Whatever Google tells you, the short answer is; the best type of therapy for your child is the one they actually want to attend!

At a loss after another call from school?  Are you starting to worry that you have the  ‘problem kid’ in the class? Is your child’s teacher constantly raising problems about behavior? Have they mentioned the dreaded phrase ‘professional help’? If this sounds familiar,  it can definitely be a scary, confusing time; wondering where to start, who to trust and what to believe. You love your child, but you also do wonder if there could be a problem.  This can come with a wave of questions – what might this mean for their future? Will they find friends? Is there something you could have done to avoid this? Did we do something to cause this? As parents we’re good at endlessly beating  ourselves up, worrying if it’s our fault?

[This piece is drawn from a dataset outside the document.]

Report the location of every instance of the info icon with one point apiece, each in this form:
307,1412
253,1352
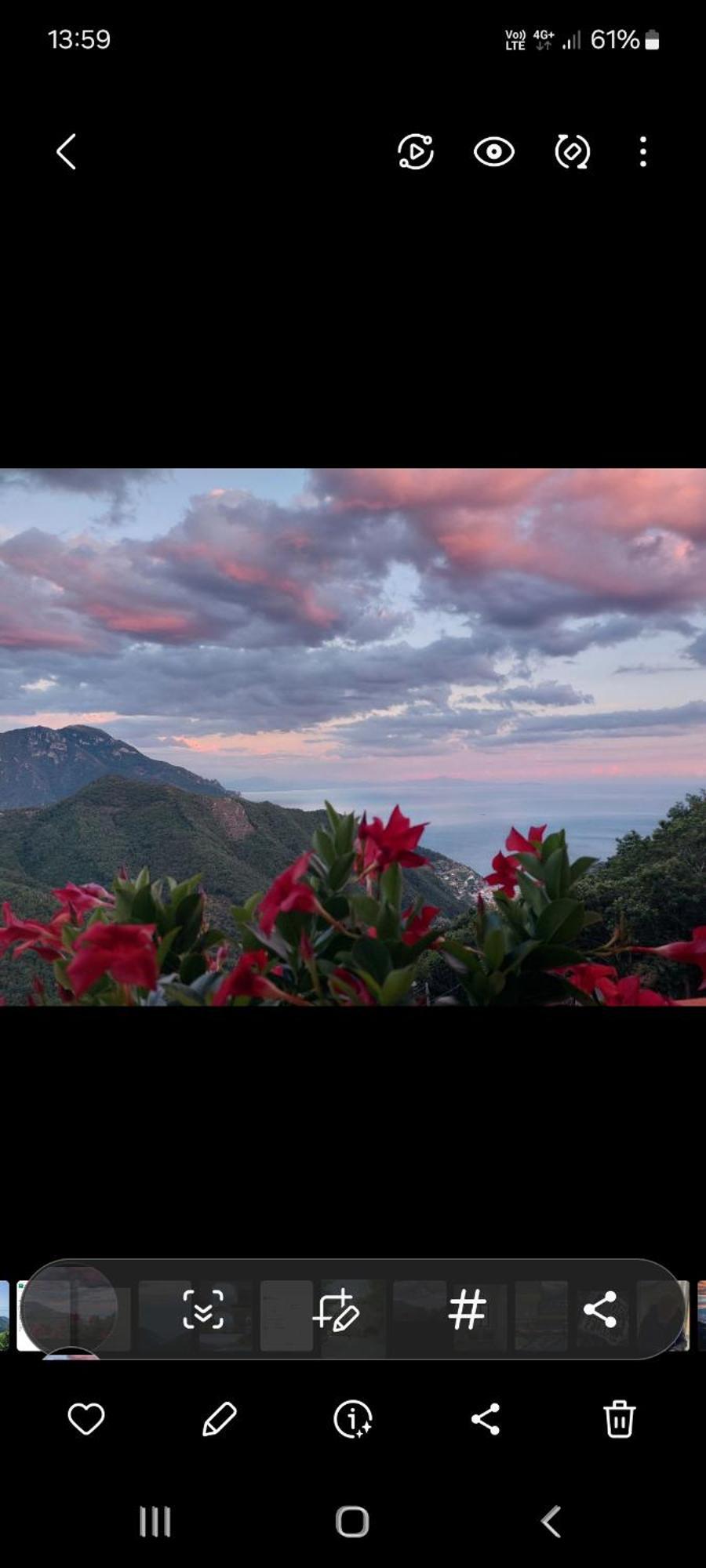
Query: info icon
354,1418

When this is your reality; what is child therapy like and where do you get help?

From a kids perspective, therapy can be boring – being forced to sit still and answer questions that make no sense to them! It can also be downright confusing; wondering what’s ‘wrong’ with them – this sometimes leads to more problems. If this happens, understandable, kids might not want to go to therapy appointments.

How can we have better therapy that kids actually want to attend? 

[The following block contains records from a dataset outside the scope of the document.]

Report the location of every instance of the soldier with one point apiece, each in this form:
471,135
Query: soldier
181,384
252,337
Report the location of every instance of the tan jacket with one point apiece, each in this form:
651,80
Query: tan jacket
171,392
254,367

In a nutshell – because we make it fun!  The traditional view of therapy is that we need to ‘talk through’ problems to gain solutions, but for kids this isn’t their natural way of communicating (check out this video for a fun example of this https://www.youtube.com/watch?v=v_QIe_ODx2g) The essential priority of therapy has to be that kids enjoy attending – if they don’t, nothing whatsoever will be achieved  – absolutely zero! If anything, it creates an argument between you and your child.  And your child is left with a bad impression of what therapy is.

Effective child therapy

Effective child therapy involves; mess and fun, glitter and playdough, cardboard fortes and hide and seek – amongst this is the hard stuff (like your grandma hiding the medicine in the sugar). Kids can cope with the hardest of feelings when they can dip in and out of play, and return to fun – doing this keeps them safe, and keeps the hard stuff manageable.  We understand that children’ tell us more if they feel relaxed.